Ein Mann aber sagt mir, es sei so gut, mit zwei Landsleuten zusammen zu wohnen, da wäre er nicht alleine, wenn es ihm schlecht geht. Er hat gerade seine Mutter verloren, die in Kabul gestorben ist. Er sucht nach Trost und Ablenkung, braucht eigentlich immer warmes Essen, das ich dann schnell bereitstelle, und jemanden, der zuhört. Dafür ist er allerdings ständig unterwegs und besucht seine Freunde, eben gerade auch deutsche Unterstützende, Arbeitskolleg:innen…

Was sich in der verlorenen alten Heimat Afghanistan abspielt, ist so schrecklich und macht so hilflos, dass einige mit viel Kraft versuchen, es zu verdrängen. Aber andere hängen doch täglich im Internet und führen quasi ein Doppelleben, mit den Gefühlen und Gedanken oft dort, wo hilflose Verwandte leben. "Meine Konzentration ist zur Zeit ganz schlecht, ich kann mir nicht mehr merken, was ich gerade gesagt oder getan habe…" - das sind fatale Auswirkungen, auch am Arbeitsplatz. Ich erkenne die Gefühlslage auch an dem zeitweise wieder sehr viel schlechter gesprochenen Deutsch, das mir Mühe macht.

Ich bewundere und unterstütze es umso mehr, wenn sich einer von ihnen in seiner Urlaubswoche vornimmt, einen anderen zu einer selbstorganisierten Städtetour mitzunehmen. "Wir waren in Frankfurt und in Köln, ja da gibt es viele afghanische Restaurants und Leute, wir konnten mal wieder unser Essen schmecken und reden. Und die Städte sind so schön…" - fachmännische Blicke auf Hochhäuser von einem Stuckateur.

Und damit verbunden ist der Wille zum Wurzelschlagen in der neuen Heimat, die Akzeptanz der Tatsache, dass man nicht mehr zurückkann und das auch nicht will. Letztlich also die Eltern nicht mehr sehen wird, bevor sie sterben werden. Das Geburtsland nicht mehr betreten wird.

"Katrin, hilf mir bitte, ich möchte einen dauerhaften Aufenthalt beantragen. Und ich möchte einen Reisepass haben, damit ich reisen kann, Europa sehen kann." Das sind wichtige Schritte im neuen Leben, in einer neuen Realität. Eine lange Traumatherapie hat bewirkt, dass sich dieser junge Mann mit seinem Leben neu auseinandergesetzt hat und es, zumindest derzeit, akzeptiert, wie es ist.

Und er macht Pläne, wie er beruflich weitergehen könnte, was nicht einfach wird.
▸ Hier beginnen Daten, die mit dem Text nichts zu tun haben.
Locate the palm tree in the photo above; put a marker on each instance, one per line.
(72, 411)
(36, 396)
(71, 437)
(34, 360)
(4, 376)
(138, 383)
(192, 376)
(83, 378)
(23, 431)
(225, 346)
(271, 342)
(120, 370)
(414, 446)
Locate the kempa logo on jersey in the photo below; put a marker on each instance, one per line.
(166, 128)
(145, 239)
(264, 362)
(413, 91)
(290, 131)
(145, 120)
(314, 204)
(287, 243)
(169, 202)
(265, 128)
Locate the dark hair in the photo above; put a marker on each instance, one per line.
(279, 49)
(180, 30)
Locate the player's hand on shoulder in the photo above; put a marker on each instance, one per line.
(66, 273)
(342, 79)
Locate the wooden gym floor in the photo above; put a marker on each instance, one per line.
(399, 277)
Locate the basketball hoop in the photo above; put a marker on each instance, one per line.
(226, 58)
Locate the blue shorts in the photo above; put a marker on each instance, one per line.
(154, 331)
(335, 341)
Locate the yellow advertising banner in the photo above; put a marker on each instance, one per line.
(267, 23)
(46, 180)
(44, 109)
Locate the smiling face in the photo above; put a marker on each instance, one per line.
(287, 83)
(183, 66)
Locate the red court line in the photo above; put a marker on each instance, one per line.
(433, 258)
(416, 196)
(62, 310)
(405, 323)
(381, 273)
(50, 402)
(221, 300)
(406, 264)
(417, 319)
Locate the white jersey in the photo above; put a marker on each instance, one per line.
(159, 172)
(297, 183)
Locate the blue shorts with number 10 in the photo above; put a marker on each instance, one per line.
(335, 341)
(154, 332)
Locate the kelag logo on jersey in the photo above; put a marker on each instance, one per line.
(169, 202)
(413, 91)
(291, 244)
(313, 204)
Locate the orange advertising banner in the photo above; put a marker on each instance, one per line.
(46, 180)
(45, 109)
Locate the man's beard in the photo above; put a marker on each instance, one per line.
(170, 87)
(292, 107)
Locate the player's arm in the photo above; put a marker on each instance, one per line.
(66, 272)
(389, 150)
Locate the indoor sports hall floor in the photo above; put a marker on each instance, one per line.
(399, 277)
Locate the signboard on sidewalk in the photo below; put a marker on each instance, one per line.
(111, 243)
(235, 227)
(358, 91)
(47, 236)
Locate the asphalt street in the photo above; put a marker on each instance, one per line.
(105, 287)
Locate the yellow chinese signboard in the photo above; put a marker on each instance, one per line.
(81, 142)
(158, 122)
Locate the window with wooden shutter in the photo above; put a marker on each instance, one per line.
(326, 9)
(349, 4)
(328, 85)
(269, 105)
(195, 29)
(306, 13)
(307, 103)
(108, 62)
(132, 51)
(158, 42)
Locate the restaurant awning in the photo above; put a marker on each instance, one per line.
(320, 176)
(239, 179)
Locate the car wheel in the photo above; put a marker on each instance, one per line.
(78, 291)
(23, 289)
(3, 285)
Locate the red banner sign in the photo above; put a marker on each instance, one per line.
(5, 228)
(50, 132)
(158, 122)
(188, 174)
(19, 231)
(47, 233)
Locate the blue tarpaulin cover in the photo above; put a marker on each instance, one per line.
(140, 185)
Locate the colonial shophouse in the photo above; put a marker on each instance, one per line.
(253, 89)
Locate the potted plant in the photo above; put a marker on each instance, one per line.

Darüber reden wir gemeinsam und suchen nach Möglichkeiten. Und er beginnt zu sortieren, was er inzwischen erreicht hat und nicht mehr aufgeben möchte, auch nicht für eine Ausbildung, in der er viel weniger verdienen würde und sich seinen derzeitigen Lebensstandard nicht mehr leisten könnte. Auch die Unterstützung von Angehörigen wäre dann nicht mehr finanzierbar. Da tun sich natürlich nun Zwickmühlen auf, die auch nicht leicht auszuhalten sind. Wir werden sehen, wieviel Zeit, Mühe und Verzicht er aufwenden will, um sich fortzubilden für eine bessere Absicherung im Berufsleben und ob er sich frei machen kann von den Erwartungen der Familie.

Zu einem meiner Schwerpunkte in den vergangenen Jahren wurden die rechtlichen Angelegenheiten in den Asylverfahren. Und dabei ging es vor allem um Klagen gegen die Ablehnungsbescheide.

Die vorerst letzte Verhandlung von den 17 von uns begleiteten Afghanen fand dieses Jahr statt. Das Urteil nach einer mehr als drei Stunden dauernden Gerichtsverhandlung hat uns völlig überrascht und auch empört. Bei einem afghanischen Mann, bei dem wir sehr sicher waren, dass seine Klage erfolgreich ausgehen würde, wurde vom Richter die Klage in nahezu allen Punkten abgewiesen. Dabei handelt es sich um einen jungen Vater, der zwar getrennt von der Mutter seiner Tochter lebt, der sich aber durchaus um das Kind kümmert. In Deutschland ist das geteilte Sorgerecht getrennt lebender Eltern für ihre Kinder ja eine große Errungenschaft. Der Kontakt zu beiden Eltern ist für ein Kind wichtig. Doch das gilt jetzt hier im Fall des afghanischen Vaters ganz offensichtlich nicht.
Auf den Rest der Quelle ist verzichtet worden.